Sometime after I became a priest, my mother told me that back in 1953-54 she had been afraid of becoming pregnant. She already had a one year old girl, Maura, and she was afraid of pregnancy. So she had a dream one night that Our Lady came to her and told her not to be afraid and soon after she became pregnant with me. At some stage during the nine months Mam had two other dreams. One was that Our Lady came again to bless her and the child in her womb and the other was that Pope Pius came to bless her and the child. This doesn’t mean that I’m any great shakes but it has helped me stand firm in the life for which I am chosen. And I believe that what happens when we are in the womb has a significant bearing on our future.
Mam was not overly religious. Just an ordinary faithful Catholic who didn’t go in for excess. My father too was a man of simple faith.
I’ve always had an instinct for God, an attraction for Him and I’ve always wanted to be a priest at the altar for as long as I can remember.
It’s odd - but of course providential - that I became a Pallottine considering I prayed and served Mass with the Augustinians in Galway and I lived near the Redemptorists, was quite close to them but I never considered becoming either an Augustinian or a Redemptorist and they never considered asking me either.

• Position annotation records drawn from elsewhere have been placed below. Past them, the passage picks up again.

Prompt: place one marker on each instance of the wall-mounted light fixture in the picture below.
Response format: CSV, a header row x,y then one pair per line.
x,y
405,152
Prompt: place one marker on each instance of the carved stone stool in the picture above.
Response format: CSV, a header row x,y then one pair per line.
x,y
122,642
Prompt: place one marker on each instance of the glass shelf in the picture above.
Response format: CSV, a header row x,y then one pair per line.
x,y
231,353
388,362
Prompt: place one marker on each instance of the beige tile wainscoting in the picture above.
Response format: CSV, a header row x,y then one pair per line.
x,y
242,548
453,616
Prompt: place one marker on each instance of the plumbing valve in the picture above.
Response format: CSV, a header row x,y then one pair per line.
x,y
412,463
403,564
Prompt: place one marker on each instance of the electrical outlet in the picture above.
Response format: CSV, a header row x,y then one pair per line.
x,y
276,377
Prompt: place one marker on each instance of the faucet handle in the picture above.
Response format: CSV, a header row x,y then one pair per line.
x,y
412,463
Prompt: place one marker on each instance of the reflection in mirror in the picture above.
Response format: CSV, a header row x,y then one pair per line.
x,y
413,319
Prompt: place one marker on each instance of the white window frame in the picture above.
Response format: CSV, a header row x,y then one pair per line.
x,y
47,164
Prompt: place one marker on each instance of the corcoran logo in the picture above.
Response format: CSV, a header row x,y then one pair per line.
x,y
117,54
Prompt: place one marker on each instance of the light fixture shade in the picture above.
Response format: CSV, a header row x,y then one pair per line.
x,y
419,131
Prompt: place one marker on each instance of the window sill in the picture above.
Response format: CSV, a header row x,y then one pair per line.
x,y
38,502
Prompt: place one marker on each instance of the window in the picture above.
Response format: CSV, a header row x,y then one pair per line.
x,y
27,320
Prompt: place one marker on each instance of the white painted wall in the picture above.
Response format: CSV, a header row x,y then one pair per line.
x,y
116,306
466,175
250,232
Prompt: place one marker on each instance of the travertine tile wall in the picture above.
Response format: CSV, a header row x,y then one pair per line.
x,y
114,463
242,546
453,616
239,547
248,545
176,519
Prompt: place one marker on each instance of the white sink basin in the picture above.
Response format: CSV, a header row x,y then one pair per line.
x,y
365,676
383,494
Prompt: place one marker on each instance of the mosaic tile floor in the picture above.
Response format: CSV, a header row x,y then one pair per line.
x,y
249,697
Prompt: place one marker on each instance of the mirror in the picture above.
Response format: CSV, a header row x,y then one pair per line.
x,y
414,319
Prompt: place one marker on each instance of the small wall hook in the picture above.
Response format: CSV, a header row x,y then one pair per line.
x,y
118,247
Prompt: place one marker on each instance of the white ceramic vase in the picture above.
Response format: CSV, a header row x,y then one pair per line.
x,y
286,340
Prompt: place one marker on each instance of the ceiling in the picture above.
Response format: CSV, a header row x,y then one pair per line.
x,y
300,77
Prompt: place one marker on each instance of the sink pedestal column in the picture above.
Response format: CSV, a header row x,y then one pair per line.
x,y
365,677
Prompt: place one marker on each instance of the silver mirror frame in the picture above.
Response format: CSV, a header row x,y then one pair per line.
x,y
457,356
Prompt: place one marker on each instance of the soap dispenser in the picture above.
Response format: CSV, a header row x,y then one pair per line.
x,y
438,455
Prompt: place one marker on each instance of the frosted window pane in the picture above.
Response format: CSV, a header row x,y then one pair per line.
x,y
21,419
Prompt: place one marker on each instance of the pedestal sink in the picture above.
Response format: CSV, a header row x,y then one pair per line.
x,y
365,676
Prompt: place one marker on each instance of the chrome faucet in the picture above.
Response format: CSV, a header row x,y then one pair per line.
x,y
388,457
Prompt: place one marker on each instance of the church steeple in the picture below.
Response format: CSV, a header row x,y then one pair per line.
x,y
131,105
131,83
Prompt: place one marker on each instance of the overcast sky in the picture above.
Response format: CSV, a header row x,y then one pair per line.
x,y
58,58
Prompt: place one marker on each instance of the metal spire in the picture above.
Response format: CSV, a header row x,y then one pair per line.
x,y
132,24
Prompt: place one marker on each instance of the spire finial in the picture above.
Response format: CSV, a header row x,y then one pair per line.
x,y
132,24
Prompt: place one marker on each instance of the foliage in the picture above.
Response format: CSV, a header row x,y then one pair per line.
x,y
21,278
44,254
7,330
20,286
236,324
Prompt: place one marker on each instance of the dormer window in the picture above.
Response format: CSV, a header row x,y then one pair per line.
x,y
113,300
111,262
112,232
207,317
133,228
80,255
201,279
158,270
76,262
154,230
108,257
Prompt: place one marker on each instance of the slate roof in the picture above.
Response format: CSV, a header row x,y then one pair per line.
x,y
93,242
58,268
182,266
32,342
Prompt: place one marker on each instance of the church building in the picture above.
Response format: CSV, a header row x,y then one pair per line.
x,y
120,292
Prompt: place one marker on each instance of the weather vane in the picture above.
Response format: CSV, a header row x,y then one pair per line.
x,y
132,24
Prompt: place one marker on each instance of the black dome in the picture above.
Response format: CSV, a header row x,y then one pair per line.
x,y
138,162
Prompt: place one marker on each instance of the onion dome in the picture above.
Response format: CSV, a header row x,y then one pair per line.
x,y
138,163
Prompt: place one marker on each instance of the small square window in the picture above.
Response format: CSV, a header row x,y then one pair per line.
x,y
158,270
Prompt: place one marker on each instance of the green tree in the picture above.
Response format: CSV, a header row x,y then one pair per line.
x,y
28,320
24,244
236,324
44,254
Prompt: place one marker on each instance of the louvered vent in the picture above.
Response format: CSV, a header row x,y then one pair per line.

During the Easter holidays of my leaving cert year there was a general vocations workshop on in the Redemptorists down the road. I had planned to go but when the time came I didn’t feel like missing out on the holidays. My mother said “maybe you should go all the same”.
So I went in obedience to Mam and I met Fr. Vincent Kelly the Pallottine Vocations director who made a deep and joyful impression on me and he invited me to visit the community in Thurles. I fell in love immediately with the place, the community and I knew that I had found my home. Vocation is about finding one’s home, our place and state of belonging in this world.
I was on a high after my visit to Thurles and determined that it was there I would live. My parents were a bit frightened because no one had ever of the Pallottines and Mam was sure they might be a sect or at least a "strange crowd".
But God is good! Mam told one of the neighbours of her concern about the Pallottines. The woman told her she need not worry because two of her own neighbours from near Tuam were Pallottines and that they were lovely.
I have heard others talk about the austerity and coldness of seminary life but for me there was nothing austere in the Pallottines and there was great warmth.
That’s how my vocation began and it was a very innocent, uncomplicated beginning. Within a few years I was to go through a strong sense of self doubt, a sense of being totally unworthy of being a priest.
Over the next 42 years I was to learn how God shapes us and forms us through struggle, suffering and sin. As the Book of Sirach says “If you aspire to serve the Lord, prepare yourself for an ordeal” (Sirach 2) - not a great way of trying to attract people to a way of life. But it is true that we cannot become anything worthwhile in life without the cross.
What has held me together in all of it is the Eucharist and the Word of God; I have learned the meaning and power of obedience from Mary at the Annunciation;I have found meaning in ministering to other people, finding Christ in them time and time again. Family, community and friends are also essential in helping us stay on the road that God has marked out for us.
A vocation is like climbing a mountain, doing the Camino to Santiago - demanding, difficult, involving risk and it is thrilling. On this day 34 years ago I was ordained a priest. I am now 59 years old, serving as curate in Shankill and I am truthfully having the best time of my life. Thanks be to God.
I have been chosen and I have decided to follow Jesus - no turning back. This is the song we sing.